Key arrives in China for talks

John Key has been told to stay out of the debate on ownership of islands in the South China Sea (AAP)
John Key has been told to stay out of the debate on ownership of islands in the South China Sea (AAP)

The Prime Minister's been urged to stick to economic issues during his week-long visit to China.

China's state-run news agency Xinhua -- often viewed as a mouthpiece for the Chinese government -- warned trade talks with the nation could suffer if John Key hones in on disputes over the South China Sea.

On the surface it appeared a warm welcome for Mr Key in Beijing -- handshakes, flowers and all the makings of a friendly political arrival.

But the frosty reception from Xinhua has some concerned. It says he "should be reminded New Zealand is an outsider in the dispute, and not a concerned party".

It referred to comments made by Mr Key around the issue in February, and warned not to allow our military allies -- like the United States -- to hijack New Zealand's ambitions.

Mr Key says the editorial was one of a range of views from Chinese media which he took "with a grain of salt".

He was "almost certain" the issue would come up in the talks during his trip, but the Government's position on the area hasn't changed.

"I don't think they'll come away from any of the meetings we'll hold over the next 48 hours at all surprised by New Zealand's position. It's been consistent.

"We tend to be a little less aggressive than some countries on that issue, which doesn't mean we don't care about it. It's our most important waterway for getting our good into the international markets."

New Zealand's view is that the issue should be resolved peacefully between the parties involved, and did not have an opinion on ownership rights to particular islands. Mr Key says the law of the sea should apply.
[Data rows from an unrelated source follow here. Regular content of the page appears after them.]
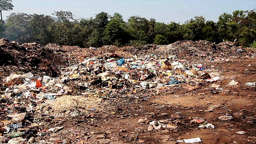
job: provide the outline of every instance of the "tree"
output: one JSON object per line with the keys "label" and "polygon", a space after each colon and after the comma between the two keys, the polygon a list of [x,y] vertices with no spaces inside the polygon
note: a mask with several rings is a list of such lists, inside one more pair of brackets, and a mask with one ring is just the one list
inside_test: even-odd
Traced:
{"label": "tree", "polygon": [[205,22],[205,18],[202,16],[194,16],[186,22],[184,25],[184,38],[193,41],[202,39]]}
{"label": "tree", "polygon": [[35,36],[30,27],[32,18],[32,15],[23,13],[12,13],[8,16],[5,26],[7,38],[22,43],[33,42]]}
{"label": "tree", "polygon": [[2,12],[12,10],[14,7],[12,4],[12,0],[1,0],[0,1],[0,14],[1,14],[1,22],[2,23],[4,23],[4,22]]}
{"label": "tree", "polygon": [[103,32],[105,44],[117,44],[120,46],[122,43],[124,30],[122,28],[121,21],[118,19],[111,19],[106,26]]}
{"label": "tree", "polygon": [[70,20],[74,20],[74,17],[75,16],[73,14],[72,12],[69,11],[54,11],[54,12],[52,14],[54,16],[56,16],[59,19],[64,22],[67,22]]}
{"label": "tree", "polygon": [[154,39],[154,44],[162,45],[166,44],[167,40],[164,36],[161,34],[157,34]]}

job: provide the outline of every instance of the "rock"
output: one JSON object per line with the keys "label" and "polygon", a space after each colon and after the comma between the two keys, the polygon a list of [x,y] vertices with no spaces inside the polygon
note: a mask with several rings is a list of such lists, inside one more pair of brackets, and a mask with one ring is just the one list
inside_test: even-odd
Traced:
{"label": "rock", "polygon": [[139,119],[138,121],[138,123],[140,124],[144,124],[146,123],[146,122],[148,120],[148,119],[147,118],[140,118]]}
{"label": "rock", "polygon": [[160,130],[160,132],[169,132],[169,130],[168,130],[167,129],[165,129],[164,130]]}
{"label": "rock", "polygon": [[6,143],[8,139],[5,136],[0,136],[0,143]]}
{"label": "rock", "polygon": [[152,125],[150,125],[148,126],[148,131],[152,131],[154,129],[154,126]]}
{"label": "rock", "polygon": [[99,135],[96,136],[96,137],[95,138],[97,140],[100,140],[105,138],[105,136],[103,134],[100,134]]}

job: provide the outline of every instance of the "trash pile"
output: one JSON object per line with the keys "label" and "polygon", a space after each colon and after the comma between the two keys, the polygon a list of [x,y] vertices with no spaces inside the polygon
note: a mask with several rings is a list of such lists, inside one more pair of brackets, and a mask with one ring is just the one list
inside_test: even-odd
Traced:
{"label": "trash pile", "polygon": [[40,44],[32,43],[20,45],[4,38],[0,40],[0,78],[2,78],[13,72],[57,76],[66,62],[54,51]]}
{"label": "trash pile", "polygon": [[[48,134],[46,132],[61,130],[63,117],[92,116],[90,112],[103,110],[97,103],[103,99],[148,99],[171,89],[192,90],[208,84],[210,88],[223,90],[210,84],[220,79],[215,68],[178,58],[242,54],[232,50],[238,48],[235,44],[213,45],[205,41],[130,49],[110,46],[68,50],[52,44],[20,46],[6,39],[0,44],[0,56],[4,58],[0,61],[4,68],[0,72],[0,142],[8,144],[32,142]],[[148,131],[178,127],[178,121],[166,122],[151,122]],[[199,126],[215,128],[206,122]]]}
{"label": "trash pile", "polygon": [[[168,45],[147,44],[136,48],[127,47],[117,48],[113,47],[104,50],[99,48],[97,50],[104,50],[104,52],[114,52],[124,55],[144,56],[151,54],[164,57],[175,55],[179,58],[193,57],[197,59],[245,56],[248,54],[243,47],[238,46],[237,42],[228,42],[215,44],[206,40],[196,42],[182,40]],[[113,49],[116,50],[113,51]]]}

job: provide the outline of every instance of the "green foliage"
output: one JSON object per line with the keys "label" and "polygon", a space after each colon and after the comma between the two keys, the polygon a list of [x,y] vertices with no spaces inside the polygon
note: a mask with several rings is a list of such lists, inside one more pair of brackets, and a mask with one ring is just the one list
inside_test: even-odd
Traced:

Mr Key has also urged to tread carefully in the balancing act between China and the US by New Zealand International Business Forum executive director Stephen Jacobi.

"This requires very careful diplomacy. In a sense New Zealand's foreign policy is about never having to choose between the two or choosing them both, but sometimes our values require us to take a stand, so I would think John Key needs to follow his talking points very carefully," he told the Paul Henry programme on Monday.

Another sticking point is New Zealand's participation in a military exercise in the South China Sea during Mr Key's visit. That exercise is being hosted by Malaysia, one of the many countries in conflict with China over the ocean territory.

Mr Key says New Zealand's involvement in the exercise is a standard training operation which they've been part of before.

The Prime Minister's visit has one major goal -- to talk trade and renegotiate the free trade deal between the two countries.

New Zealand already has a free trade deal with the Asian nation, but it was signed eight years ago in 2008 and Mr Key believes it needs to be altered.

His aim will be to improve the deal in relation to dairy, and make changes that will see the agreement move into the internet age.

Mr Jacobi also says our growing business links with China, including the free trade agreement, could help Helen Clark's bid to become the United Nations Secretary-General.